Endlich erhebt sie sich. Ihr sonst so frisches Gesicht sieht grau aus, und ihre Knie zittern.
»Ich will dir glauben –« Sie stockt. Hannos Blick wird ihr unbequem. Aber dann gibt sie sich einen Ruck und fährt fort:
»Ich glaube, es wäre doch besser, Magda würde den Birkenhof verlassen. Du kannst mir nicht zumuten, neben und mit deiner früheren Geliebten unter einem Dache zu leben.«
Mit keiner Antwort hätte Aline ihn tiefer treffen können.
Es steigt heiß in ihm empor. Mit Gewalt muß er sich dazu zwingen, Haltung zu bewahren.
»Magda bleibt – selbstverständlich!« antwortet er mit größter Ruhe.

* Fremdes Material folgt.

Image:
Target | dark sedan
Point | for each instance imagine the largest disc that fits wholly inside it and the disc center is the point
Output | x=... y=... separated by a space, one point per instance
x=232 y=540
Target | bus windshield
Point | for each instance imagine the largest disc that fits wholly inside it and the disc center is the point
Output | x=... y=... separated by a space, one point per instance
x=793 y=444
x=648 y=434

Aline wird es allmählich unheimlich. Sie weiß genau, wieviel Anstrengung es ihn kostet, sich zu beherrschen. Innerlich triumphiert sie. Fühlt sie doch, daß sie mit dieser Gewißheit gleichzeitig ein Machtmittel gegen ihn in die Hand bekommt.
»Eine merkwürdige Rolle, in die du mich da hineinzudrücken beabsichtigst!« Ihre Stimme nimmt an Schärfe zu.
»Magda besitzt Heimatrecht auf dem Birkenhof. Du aber wirst die Herrin hier. Genügt dir das nicht?«
Sie macht eine geringschätzige Handbewegung, die Hanno wie einen Schimpf empfindet.
»Magdas edler Charakter gibt dir die Gewähr dafür, daß dein Recht in keiner Weise geschmälert wird. Magda ist mir lieb wie eine Schwester, denn ich sehe nichts anderes mehr in ihr.«
Um ihren Mund steht ein ungläubiges Lächeln, das Hanno maßlos reizt.
Einen Schritt tritt er näher heran zu ihr. Seine Augen blitzen herrisch auf, und der Ausdruck seines Gesichtes ist kalt und entschlossen.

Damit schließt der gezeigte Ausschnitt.